Let MAE-AST-Public be the base directory of this repository
Run the following to set up enviroment variables
conda activate fairseq_mae_ast
cd ~/MAE-AST-Public
export HYDRA_FULL_ERROR=1
data_dir=/path/to/directory_with_train_valid_test_tsv_input_files
config_dir=/path/to/MAE-AST-Public/config/pretrain
user_dir=/path/to/MAE-AST-Public/mae_ast
The following run commands overwrite the default pretrain configuration, and contain the most important settings to change.
The code for configuration settings is at the top of mae_ast/models/mae_ast.py
and mae_ast/tasks/mae_ast_pretraining.py
. The main model logic (model forward pass) is in the middle of mae_ast/models/mae_ast.py
Default Model Patch (12 Layer).
fairseq-hydra-train \
--config-dir ${config_dir} --config-name mae_ast common.user_dir=${user_dir} task.data=${data_dir} model._name=mae_ast criterion._name=mae_ast \
model.encoder_layers=12 model.decoder_layers=2 \
model.random_mask_prob=0.75 task.mask_type="chunk_mask" \
model.ast_kernel_size_chan=16 model.ast_kernel_size_time=16 model.ast_kernel_stride_chan=16 model.ast_kernel_stride_time=16 \
criterion.classification_weight=1 criterion.reconstruction_weight=10 \
distributed_training.distributed_world_size=1 distributed_training.nprocs_per_node=1 \
common.log_interval=200 checkpoint.save_interval_updates=25000 \
optimization.max_update=550000 dataset.max_tokens=8388608 optimization.lr=[0.0001]\
hydra.run.dir=/path/to/output_model_directory
Default Model Frame (12 Layer).

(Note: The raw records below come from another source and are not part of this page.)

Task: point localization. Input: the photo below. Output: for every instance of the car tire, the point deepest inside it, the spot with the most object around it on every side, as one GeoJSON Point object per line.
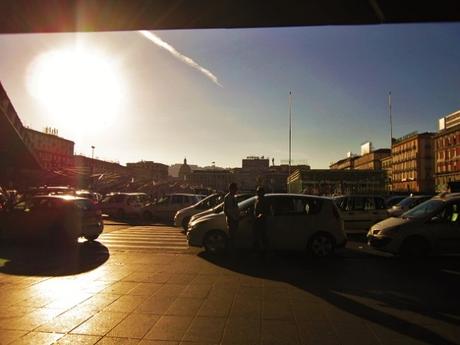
{"type": "Point", "coordinates": [91, 237]}
{"type": "Point", "coordinates": [185, 222]}
{"type": "Point", "coordinates": [321, 245]}
{"type": "Point", "coordinates": [215, 242]}
{"type": "Point", "coordinates": [120, 213]}
{"type": "Point", "coordinates": [414, 247]}
{"type": "Point", "coordinates": [147, 216]}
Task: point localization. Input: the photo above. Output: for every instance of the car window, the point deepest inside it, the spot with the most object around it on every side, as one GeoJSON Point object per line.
{"type": "Point", "coordinates": [425, 208]}
{"type": "Point", "coordinates": [379, 204]}
{"type": "Point", "coordinates": [176, 199]}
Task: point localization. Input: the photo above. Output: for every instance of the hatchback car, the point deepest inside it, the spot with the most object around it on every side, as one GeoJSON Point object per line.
{"type": "Point", "coordinates": [431, 227]}
{"type": "Point", "coordinates": [406, 204]}
{"type": "Point", "coordinates": [220, 207]}
{"type": "Point", "coordinates": [123, 205]}
{"type": "Point", "coordinates": [166, 208]}
{"type": "Point", "coordinates": [295, 222]}
{"type": "Point", "coordinates": [60, 218]}
{"type": "Point", "coordinates": [183, 216]}
{"type": "Point", "coordinates": [360, 212]}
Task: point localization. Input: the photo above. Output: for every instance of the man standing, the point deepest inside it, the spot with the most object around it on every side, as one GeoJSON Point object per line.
{"type": "Point", "coordinates": [232, 213]}
{"type": "Point", "coordinates": [260, 220]}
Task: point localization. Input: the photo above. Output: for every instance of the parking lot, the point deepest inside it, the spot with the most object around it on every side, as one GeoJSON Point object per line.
{"type": "Point", "coordinates": [99, 293]}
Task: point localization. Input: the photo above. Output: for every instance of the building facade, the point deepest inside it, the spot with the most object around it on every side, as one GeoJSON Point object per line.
{"type": "Point", "coordinates": [344, 164]}
{"type": "Point", "coordinates": [371, 160]}
{"type": "Point", "coordinates": [149, 170]}
{"type": "Point", "coordinates": [413, 163]}
{"type": "Point", "coordinates": [54, 152]}
{"type": "Point", "coordinates": [447, 156]}
{"type": "Point", "coordinates": [337, 182]}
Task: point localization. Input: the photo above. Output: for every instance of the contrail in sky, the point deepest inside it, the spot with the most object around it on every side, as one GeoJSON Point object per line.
{"type": "Point", "coordinates": [159, 42]}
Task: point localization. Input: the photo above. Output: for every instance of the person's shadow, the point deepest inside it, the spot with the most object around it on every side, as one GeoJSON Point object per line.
{"type": "Point", "coordinates": [427, 287]}
{"type": "Point", "coordinates": [50, 260]}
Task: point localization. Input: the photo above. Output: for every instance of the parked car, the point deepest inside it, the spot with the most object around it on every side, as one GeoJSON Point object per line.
{"type": "Point", "coordinates": [431, 227]}
{"type": "Point", "coordinates": [183, 216]}
{"type": "Point", "coordinates": [394, 199]}
{"type": "Point", "coordinates": [93, 196]}
{"type": "Point", "coordinates": [123, 205]}
{"type": "Point", "coordinates": [60, 218]}
{"type": "Point", "coordinates": [407, 203]}
{"type": "Point", "coordinates": [360, 212]}
{"type": "Point", "coordinates": [166, 208]}
{"type": "Point", "coordinates": [295, 222]}
{"type": "Point", "coordinates": [220, 207]}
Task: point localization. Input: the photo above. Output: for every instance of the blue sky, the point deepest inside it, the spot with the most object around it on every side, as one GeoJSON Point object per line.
{"type": "Point", "coordinates": [339, 76]}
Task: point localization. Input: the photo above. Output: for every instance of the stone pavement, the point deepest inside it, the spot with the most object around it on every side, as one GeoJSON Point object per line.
{"type": "Point", "coordinates": [93, 296]}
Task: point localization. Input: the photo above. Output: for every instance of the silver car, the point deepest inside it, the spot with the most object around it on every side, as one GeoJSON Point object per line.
{"type": "Point", "coordinates": [431, 227]}
{"type": "Point", "coordinates": [295, 222]}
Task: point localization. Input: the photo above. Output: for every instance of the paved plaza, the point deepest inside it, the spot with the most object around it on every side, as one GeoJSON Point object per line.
{"type": "Point", "coordinates": [98, 295]}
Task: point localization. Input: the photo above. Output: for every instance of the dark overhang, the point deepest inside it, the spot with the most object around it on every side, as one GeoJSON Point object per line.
{"type": "Point", "coordinates": [24, 16]}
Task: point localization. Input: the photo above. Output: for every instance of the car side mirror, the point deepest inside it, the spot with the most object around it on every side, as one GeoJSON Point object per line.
{"type": "Point", "coordinates": [435, 220]}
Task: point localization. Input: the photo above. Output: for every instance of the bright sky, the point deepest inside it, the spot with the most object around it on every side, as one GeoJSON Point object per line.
{"type": "Point", "coordinates": [221, 95]}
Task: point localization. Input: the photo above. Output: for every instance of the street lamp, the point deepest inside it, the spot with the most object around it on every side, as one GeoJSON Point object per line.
{"type": "Point", "coordinates": [92, 163]}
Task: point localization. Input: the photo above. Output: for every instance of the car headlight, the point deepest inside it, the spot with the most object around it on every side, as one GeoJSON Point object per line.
{"type": "Point", "coordinates": [393, 231]}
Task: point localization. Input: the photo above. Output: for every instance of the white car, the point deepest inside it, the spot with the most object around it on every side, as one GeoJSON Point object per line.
{"type": "Point", "coordinates": [360, 212]}
{"type": "Point", "coordinates": [123, 205]}
{"type": "Point", "coordinates": [431, 227]}
{"type": "Point", "coordinates": [296, 222]}
{"type": "Point", "coordinates": [166, 208]}
{"type": "Point", "coordinates": [183, 216]}
{"type": "Point", "coordinates": [220, 207]}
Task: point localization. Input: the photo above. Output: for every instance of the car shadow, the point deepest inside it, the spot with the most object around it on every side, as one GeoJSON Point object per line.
{"type": "Point", "coordinates": [382, 290]}
{"type": "Point", "coordinates": [47, 260]}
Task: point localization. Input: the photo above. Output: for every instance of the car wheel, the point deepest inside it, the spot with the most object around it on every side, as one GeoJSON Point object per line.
{"type": "Point", "coordinates": [91, 237]}
{"type": "Point", "coordinates": [120, 213]}
{"type": "Point", "coordinates": [321, 245]}
{"type": "Point", "coordinates": [185, 223]}
{"type": "Point", "coordinates": [215, 242]}
{"type": "Point", "coordinates": [414, 247]}
{"type": "Point", "coordinates": [147, 215]}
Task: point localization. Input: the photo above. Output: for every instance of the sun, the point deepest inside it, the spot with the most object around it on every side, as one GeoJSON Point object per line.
{"type": "Point", "coordinates": [80, 90]}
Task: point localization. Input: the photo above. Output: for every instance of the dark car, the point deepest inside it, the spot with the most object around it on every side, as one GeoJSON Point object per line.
{"type": "Point", "coordinates": [60, 218]}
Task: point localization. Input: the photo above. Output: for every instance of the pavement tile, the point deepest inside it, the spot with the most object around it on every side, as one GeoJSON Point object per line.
{"type": "Point", "coordinates": [158, 342]}
{"type": "Point", "coordinates": [30, 321]}
{"type": "Point", "coordinates": [66, 321]}
{"type": "Point", "coordinates": [78, 339]}
{"type": "Point", "coordinates": [117, 341]}
{"type": "Point", "coordinates": [184, 306]}
{"type": "Point", "coordinates": [100, 324]}
{"type": "Point", "coordinates": [246, 307]}
{"type": "Point", "coordinates": [126, 303]}
{"type": "Point", "coordinates": [135, 325]}
{"type": "Point", "coordinates": [120, 288]}
{"type": "Point", "coordinates": [277, 310]}
{"type": "Point", "coordinates": [145, 289]}
{"type": "Point", "coordinates": [205, 330]}
{"type": "Point", "coordinates": [156, 305]}
{"type": "Point", "coordinates": [169, 328]}
{"type": "Point", "coordinates": [8, 336]}
{"type": "Point", "coordinates": [98, 302]}
{"type": "Point", "coordinates": [241, 331]}
{"type": "Point", "coordinates": [196, 291]}
{"type": "Point", "coordinates": [277, 332]}
{"type": "Point", "coordinates": [217, 307]}
{"type": "Point", "coordinates": [313, 332]}
{"type": "Point", "coordinates": [170, 290]}
{"type": "Point", "coordinates": [37, 338]}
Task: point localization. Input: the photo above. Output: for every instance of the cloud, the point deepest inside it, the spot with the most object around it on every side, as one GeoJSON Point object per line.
{"type": "Point", "coordinates": [162, 44]}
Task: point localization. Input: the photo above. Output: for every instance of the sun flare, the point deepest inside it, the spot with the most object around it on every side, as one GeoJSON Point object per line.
{"type": "Point", "coordinates": [80, 89]}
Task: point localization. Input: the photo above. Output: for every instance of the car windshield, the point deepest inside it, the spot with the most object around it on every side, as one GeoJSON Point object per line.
{"type": "Point", "coordinates": [424, 209]}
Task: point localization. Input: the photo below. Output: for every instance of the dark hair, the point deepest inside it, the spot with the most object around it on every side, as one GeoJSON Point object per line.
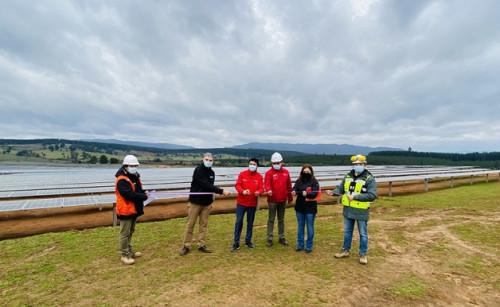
{"type": "Point", "coordinates": [309, 166]}
{"type": "Point", "coordinates": [254, 160]}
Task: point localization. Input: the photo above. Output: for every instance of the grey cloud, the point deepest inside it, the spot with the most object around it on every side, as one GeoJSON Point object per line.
{"type": "Point", "coordinates": [220, 73]}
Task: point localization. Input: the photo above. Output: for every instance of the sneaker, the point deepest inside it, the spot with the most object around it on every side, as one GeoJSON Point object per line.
{"type": "Point", "coordinates": [342, 253]}
{"type": "Point", "coordinates": [235, 247]}
{"type": "Point", "coordinates": [250, 245]}
{"type": "Point", "coordinates": [127, 259]}
{"type": "Point", "coordinates": [184, 251]}
{"type": "Point", "coordinates": [283, 241]}
{"type": "Point", "coordinates": [204, 249]}
{"type": "Point", "coordinates": [133, 253]}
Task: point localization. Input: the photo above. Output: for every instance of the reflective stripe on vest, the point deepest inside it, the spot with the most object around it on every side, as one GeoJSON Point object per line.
{"type": "Point", "coordinates": [123, 206]}
{"type": "Point", "coordinates": [354, 188]}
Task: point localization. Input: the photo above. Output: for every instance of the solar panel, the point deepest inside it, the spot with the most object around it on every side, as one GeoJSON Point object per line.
{"type": "Point", "coordinates": [51, 188]}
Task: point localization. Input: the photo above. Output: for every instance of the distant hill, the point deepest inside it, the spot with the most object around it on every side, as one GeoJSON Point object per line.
{"type": "Point", "coordinates": [141, 144]}
{"type": "Point", "coordinates": [329, 149]}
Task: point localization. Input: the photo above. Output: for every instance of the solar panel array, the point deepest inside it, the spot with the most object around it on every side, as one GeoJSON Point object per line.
{"type": "Point", "coordinates": [46, 187]}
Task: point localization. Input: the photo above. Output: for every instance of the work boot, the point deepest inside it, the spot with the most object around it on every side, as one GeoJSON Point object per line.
{"type": "Point", "coordinates": [184, 251]}
{"type": "Point", "coordinates": [127, 259]}
{"type": "Point", "coordinates": [283, 241]}
{"type": "Point", "coordinates": [250, 245]}
{"type": "Point", "coordinates": [204, 249]}
{"type": "Point", "coordinates": [342, 253]}
{"type": "Point", "coordinates": [134, 253]}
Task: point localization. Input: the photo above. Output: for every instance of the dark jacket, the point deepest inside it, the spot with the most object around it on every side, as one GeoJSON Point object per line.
{"type": "Point", "coordinates": [306, 204]}
{"type": "Point", "coordinates": [203, 181]}
{"type": "Point", "coordinates": [125, 189]}
{"type": "Point", "coordinates": [368, 193]}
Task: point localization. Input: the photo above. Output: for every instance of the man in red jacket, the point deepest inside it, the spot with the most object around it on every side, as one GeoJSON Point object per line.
{"type": "Point", "coordinates": [249, 187]}
{"type": "Point", "coordinates": [278, 185]}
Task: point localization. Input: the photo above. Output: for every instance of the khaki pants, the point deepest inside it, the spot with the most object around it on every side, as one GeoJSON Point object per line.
{"type": "Point", "coordinates": [195, 211]}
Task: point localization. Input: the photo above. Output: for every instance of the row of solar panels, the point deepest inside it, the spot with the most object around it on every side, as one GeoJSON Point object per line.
{"type": "Point", "coordinates": [41, 203]}
{"type": "Point", "coordinates": [91, 188]}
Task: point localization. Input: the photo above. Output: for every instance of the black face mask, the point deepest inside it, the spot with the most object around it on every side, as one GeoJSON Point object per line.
{"type": "Point", "coordinates": [306, 176]}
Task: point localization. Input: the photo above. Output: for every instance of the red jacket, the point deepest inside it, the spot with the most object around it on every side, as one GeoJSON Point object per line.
{"type": "Point", "coordinates": [252, 181]}
{"type": "Point", "coordinates": [280, 183]}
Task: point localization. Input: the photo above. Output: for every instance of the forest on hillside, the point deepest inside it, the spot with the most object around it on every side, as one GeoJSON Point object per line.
{"type": "Point", "coordinates": [83, 152]}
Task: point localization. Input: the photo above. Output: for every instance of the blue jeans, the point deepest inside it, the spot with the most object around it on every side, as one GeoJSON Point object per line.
{"type": "Point", "coordinates": [240, 213]}
{"type": "Point", "coordinates": [363, 235]}
{"type": "Point", "coordinates": [305, 220]}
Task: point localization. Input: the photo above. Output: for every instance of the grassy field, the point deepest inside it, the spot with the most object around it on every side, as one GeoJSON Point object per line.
{"type": "Point", "coordinates": [433, 249]}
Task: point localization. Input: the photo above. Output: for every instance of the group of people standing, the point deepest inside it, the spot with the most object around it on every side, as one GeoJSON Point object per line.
{"type": "Point", "coordinates": [358, 188]}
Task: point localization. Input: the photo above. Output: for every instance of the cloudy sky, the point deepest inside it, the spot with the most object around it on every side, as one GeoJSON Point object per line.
{"type": "Point", "coordinates": [398, 73]}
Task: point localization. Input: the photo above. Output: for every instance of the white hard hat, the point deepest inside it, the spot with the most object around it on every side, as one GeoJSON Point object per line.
{"type": "Point", "coordinates": [130, 160]}
{"type": "Point", "coordinates": [358, 159]}
{"type": "Point", "coordinates": [276, 157]}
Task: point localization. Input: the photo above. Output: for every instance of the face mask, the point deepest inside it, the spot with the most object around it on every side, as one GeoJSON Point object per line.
{"type": "Point", "coordinates": [359, 169]}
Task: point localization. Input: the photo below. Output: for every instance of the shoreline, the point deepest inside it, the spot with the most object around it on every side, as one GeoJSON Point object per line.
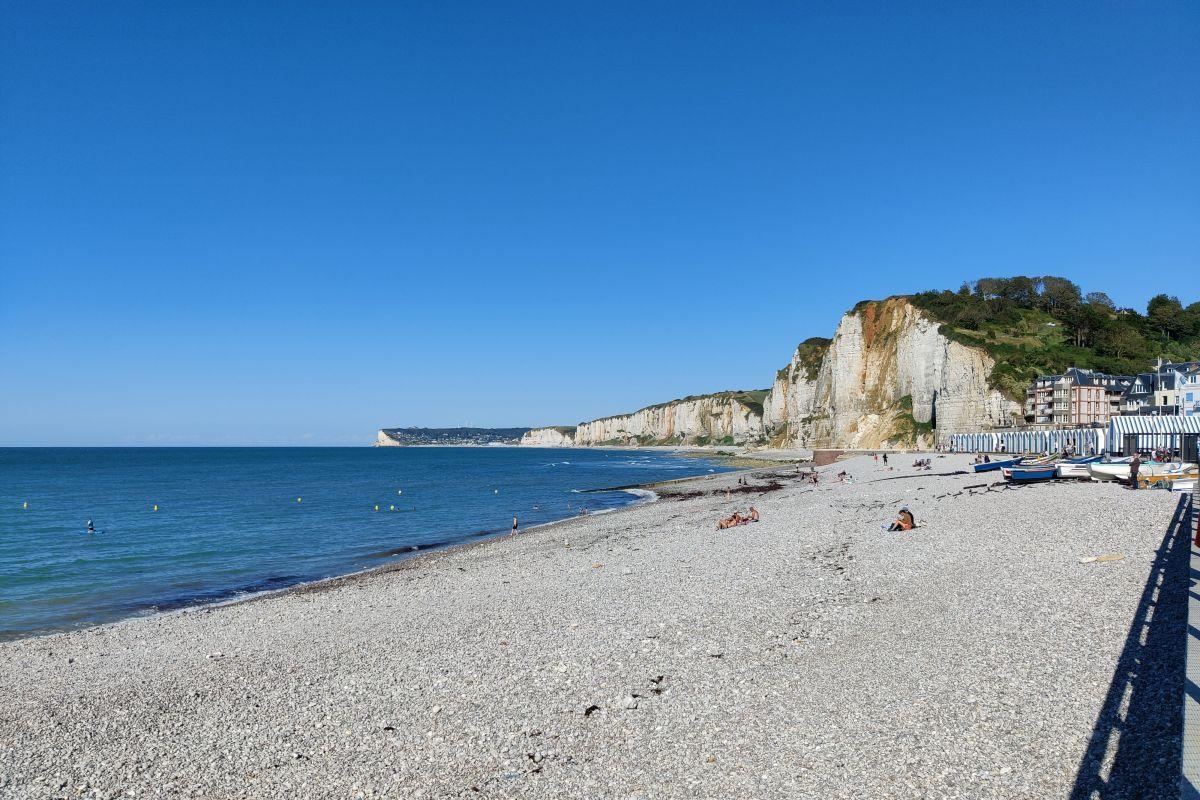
{"type": "Point", "coordinates": [810, 655]}
{"type": "Point", "coordinates": [400, 561]}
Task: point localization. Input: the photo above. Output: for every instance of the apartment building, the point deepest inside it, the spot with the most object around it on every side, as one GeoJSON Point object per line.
{"type": "Point", "coordinates": [1077, 397]}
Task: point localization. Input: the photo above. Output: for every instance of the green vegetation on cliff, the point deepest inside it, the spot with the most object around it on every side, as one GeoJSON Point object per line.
{"type": "Point", "coordinates": [1042, 325]}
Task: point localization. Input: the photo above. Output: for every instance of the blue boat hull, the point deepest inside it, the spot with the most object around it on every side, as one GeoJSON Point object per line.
{"type": "Point", "coordinates": [995, 464]}
{"type": "Point", "coordinates": [1033, 474]}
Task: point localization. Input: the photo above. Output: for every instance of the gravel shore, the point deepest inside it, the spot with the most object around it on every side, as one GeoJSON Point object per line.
{"type": "Point", "coordinates": [645, 654]}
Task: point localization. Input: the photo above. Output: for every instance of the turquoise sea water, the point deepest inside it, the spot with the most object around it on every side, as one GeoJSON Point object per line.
{"type": "Point", "coordinates": [244, 519]}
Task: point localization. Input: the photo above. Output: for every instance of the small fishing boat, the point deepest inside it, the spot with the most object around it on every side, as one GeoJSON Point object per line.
{"type": "Point", "coordinates": [1077, 467]}
{"type": "Point", "coordinates": [1185, 476]}
{"type": "Point", "coordinates": [1110, 470]}
{"type": "Point", "coordinates": [1026, 464]}
{"type": "Point", "coordinates": [1031, 474]}
{"type": "Point", "coordinates": [995, 464]}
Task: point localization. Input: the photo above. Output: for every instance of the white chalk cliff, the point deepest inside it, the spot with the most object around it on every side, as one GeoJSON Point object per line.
{"type": "Point", "coordinates": [552, 437]}
{"type": "Point", "coordinates": [887, 377]}
{"type": "Point", "coordinates": [725, 417]}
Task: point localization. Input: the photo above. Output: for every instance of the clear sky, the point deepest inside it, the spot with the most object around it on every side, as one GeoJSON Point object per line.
{"type": "Point", "coordinates": [294, 222]}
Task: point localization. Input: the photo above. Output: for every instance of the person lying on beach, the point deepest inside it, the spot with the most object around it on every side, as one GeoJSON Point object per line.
{"type": "Point", "coordinates": [905, 521]}
{"type": "Point", "coordinates": [730, 522]}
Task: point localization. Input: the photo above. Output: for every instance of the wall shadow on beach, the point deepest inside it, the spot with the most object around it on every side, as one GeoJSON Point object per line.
{"type": "Point", "coordinates": [1143, 713]}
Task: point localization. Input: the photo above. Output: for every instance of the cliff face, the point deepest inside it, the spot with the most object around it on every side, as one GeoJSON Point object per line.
{"type": "Point", "coordinates": [726, 417]}
{"type": "Point", "coordinates": [557, 437]}
{"type": "Point", "coordinates": [888, 377]}
{"type": "Point", "coordinates": [709, 419]}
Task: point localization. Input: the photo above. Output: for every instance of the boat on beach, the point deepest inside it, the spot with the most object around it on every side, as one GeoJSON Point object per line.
{"type": "Point", "coordinates": [1077, 467]}
{"type": "Point", "coordinates": [995, 464]}
{"type": "Point", "coordinates": [1030, 474]}
{"type": "Point", "coordinates": [1119, 470]}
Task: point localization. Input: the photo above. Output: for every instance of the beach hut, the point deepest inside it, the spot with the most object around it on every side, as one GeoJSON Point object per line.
{"type": "Point", "coordinates": [1151, 431]}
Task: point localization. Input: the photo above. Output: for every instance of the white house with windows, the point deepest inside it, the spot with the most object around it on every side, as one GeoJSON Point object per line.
{"type": "Point", "coordinates": [1188, 391]}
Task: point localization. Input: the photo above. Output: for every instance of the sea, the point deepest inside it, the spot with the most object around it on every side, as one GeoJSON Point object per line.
{"type": "Point", "coordinates": [179, 527]}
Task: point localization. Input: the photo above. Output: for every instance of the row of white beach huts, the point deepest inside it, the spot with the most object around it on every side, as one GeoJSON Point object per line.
{"type": "Point", "coordinates": [1152, 432]}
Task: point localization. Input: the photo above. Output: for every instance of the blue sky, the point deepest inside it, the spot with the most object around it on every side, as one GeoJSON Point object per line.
{"type": "Point", "coordinates": [294, 223]}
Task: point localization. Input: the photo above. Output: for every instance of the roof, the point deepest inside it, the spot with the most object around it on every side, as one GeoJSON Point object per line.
{"type": "Point", "coordinates": [1121, 425]}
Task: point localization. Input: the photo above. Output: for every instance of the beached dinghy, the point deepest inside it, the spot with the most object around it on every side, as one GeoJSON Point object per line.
{"type": "Point", "coordinates": [1183, 475]}
{"type": "Point", "coordinates": [1031, 474]}
{"type": "Point", "coordinates": [1077, 467]}
{"type": "Point", "coordinates": [1116, 469]}
{"type": "Point", "coordinates": [995, 464]}
{"type": "Point", "coordinates": [1119, 470]}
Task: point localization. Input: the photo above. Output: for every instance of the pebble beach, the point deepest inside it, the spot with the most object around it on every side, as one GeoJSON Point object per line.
{"type": "Point", "coordinates": [645, 654]}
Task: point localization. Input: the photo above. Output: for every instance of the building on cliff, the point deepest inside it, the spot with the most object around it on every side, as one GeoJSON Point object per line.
{"type": "Point", "coordinates": [1077, 397]}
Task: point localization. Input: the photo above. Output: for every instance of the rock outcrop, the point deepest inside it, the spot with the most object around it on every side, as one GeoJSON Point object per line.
{"type": "Point", "coordinates": [724, 417]}
{"type": "Point", "coordinates": [552, 437]}
{"type": "Point", "coordinates": [888, 377]}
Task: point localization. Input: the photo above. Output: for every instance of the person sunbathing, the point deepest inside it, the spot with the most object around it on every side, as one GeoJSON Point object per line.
{"type": "Point", "coordinates": [905, 521]}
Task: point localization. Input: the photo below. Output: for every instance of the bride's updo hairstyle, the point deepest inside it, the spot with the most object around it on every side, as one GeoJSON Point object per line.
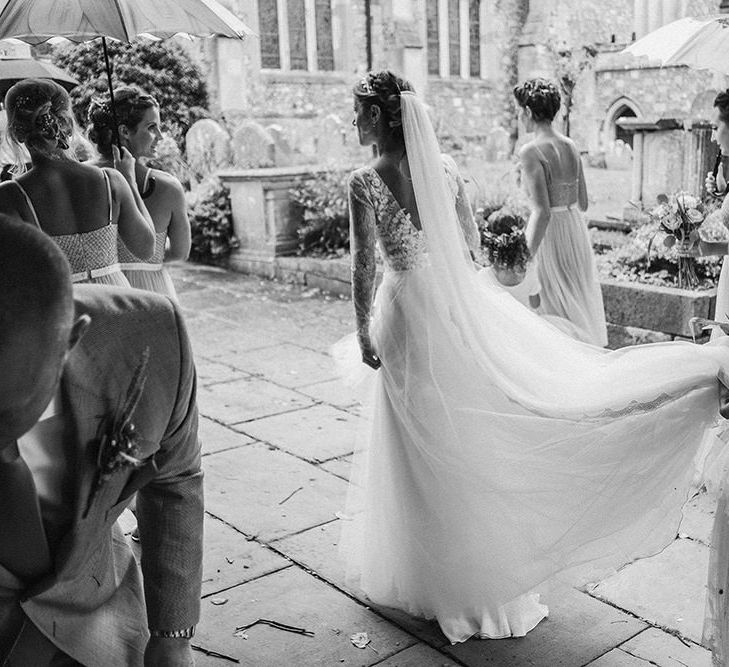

Changing the kernel sizes and strides determines frame vs patch models.
fairseq-hydra-train \
--config-dir ${config_dir} --config-name mae_ast common.user_dir=${user_dir} task.data=${data_dir} model._name=mae_ast criterion._name=mae_ast \
model.encoder_layers=12 model.decoder_layers=2 \
model.random_mask_prob=0.75 task.mask_type="random_mask" \
model.ast_kernel_size_chan=128 model.ast_kernel_size_time=2 model.ast_kernel_stride_chan=128 model.ast_kernel_stride_time=2 \
criterion.classification_weight=1 criterion.reconstruction_weight=10 \
distributed_training.distributed_world_size=1 distributed_training.nprocs_per_node=1 \
common.log_interval=200 checkpoint.save_interval_updates=25000 \
optimization.max_update=550000 dataset.max_tokens=8388608 optimization.lr=[0.0001]\
hydra.run.dir=/path/to/output_model_directory
The random mask probability is 1.45 due to overlap in Wav2Vec2-style masking (specified by task.mask_type="retain_spans"), which creates an average 75% masking ratio. Set the random mask probability to 0.74 for an average of 50% masking. For all other mask types, the random mask probability directly corresponds to the amount of tokens masked.
fairseq-hydra-train \
--config-dir ${config_dir} --config-name mae_ast common.user_dir=${user_dir} task.data=${data_dir} model._name=mae_ast criterion._name=mae_ast \
model.encoder_layers=12 model.decoder_layers=2 \
model.random_mask_prob=1.45 task.mask_type="retain_spans" \
model.ast_kernel_size_chan=128 model.ast_kernel_size_time=2 model.ast_kernel_stride_chan=128 model.ast_kernel_stride_time=2 \
criterion.classification_weight=1 criterion.reconstruction_weight=10 \
distributed_training.distributed_world_size=1 distributed_training.nprocs_per_node=1 \
common.log_interval=200 checkpoint.save_interval_updates=25000 \
optimization.max_update=550000 dataset.max_tokens=8388608 optimization.lr=[0.0001]\
hydra.run.dir=/path/to/output_model_directory
The s3prl directory contains an example for fine-tuning the MAE-AST on superb, plus a readme with specific fine-tuning settings. s3prl/mae_ast/hubconf.py takes in a checkpoint generated during pretraining and uses it on downstream tasks.